La pobreza en que se vio sumida una gran parte del clero, rompió la disciplina. Durante la legación de don Pedro de Luna ya se había afrontado el problema, tratando de asegurar un mejor grado de preparación y de virtud en los eclesiásticos. Coincidiendo con las Cortes de Palencia, en octubre de 1388, se celebró una Asamblea del clero que el propio cardenal legado presidió. En ella se adoptaron cuatro resoluciones: perseguir el concubinato, tanto de clérigos como de laicos; obligar a los eclesiásticos a vestir ropa talar; cuidar de que los bienes de la Iglesia no fuesen enajenados, pues de ellos dependía su independencia, y asegurar el aislamiento de juderías y morerías porque se consideraba que su influencia sobre los cristianos era perjudicial. Estas disposiciones se complementaron con el Ordenamiento de prelados aprobado en las Cortes de Guadalajara de 1390. Sin embargo, la labor más importante es la que se refiere a las nuevas órdenes religiosas. Desde 1374, los jerónimos habían comenzado su tarea en San Bartolomé de Lupiana.
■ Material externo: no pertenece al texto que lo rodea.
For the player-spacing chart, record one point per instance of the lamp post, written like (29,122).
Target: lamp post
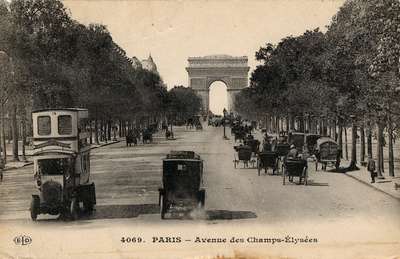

Muy influidos por santa Catalina de Siena, se habían instalado ya en Ávila y en Toledo (La Sisla), en 1389 Juan I les hizo un espléndido regalo, Guadalupe, con sus rentas jurisdiccionales, lo que iba a permitir grandes instalaciones, incluyendo la medicina. En 1390, los cartujos de Scala Dei de Valencia aceptaron instalarse en Castilla, recibiendo, junto a La Morcuera, una amplia chopera (pobo) que se llamaría Santa María del Paular. Y ese mismo año los benedictinos recibieron el castillo y los baños de Valladolid para iniciar desde ellos una reforma de la Orden llevándola a la “observancia” Las Cortes de Guadalajara de 1390 fueron una especie de balance final del reinado. Preparando un viaje a Andalucía, Juan I se detuvo en Alcalá de Henares para recibir la visita de unos caballeros “farfanes”, rescatados en África recientemente, los cuales le regalaron muchas cosas. El domingo 9 de octubre, después de misa, Juan I cabalgó hacia su campamento por campos recién arados. Su caballo tropezó arrojando al jinete con tal violencia que murió en el acto.
Bibl.: J. Catalina García, Castilla durante los reinados de Pedro I, Enrique II, Juan I y Enrique III, Madrid, 1892; E. Rodríguez Amaya, “Bodas reales de Juan I de Castilla y Beatriz de Portugal en 1383”, en Revista de Estudios Extremeños (1947); L. Suárez Fernández, Juan I, Madrid, Rialp, 1955 (nueva reed., Madrid, 1977; 3.ª reed., Palencia, 1994); P. E. Russel, The English intervention in Spain and Portugal in the time of Edward III and Richard II, Oxford, Clarendon Press, 1955; S. M. Dias Arnaut, A crise nacional dos fins do seculo xiv. A sucessao de D. Fernando, Coimbra, Universidad, 1960; J. Uría Maqua, “El conde don Alfonso”, en Asturiensia medievalia, 2 (1975), págs. 137-237.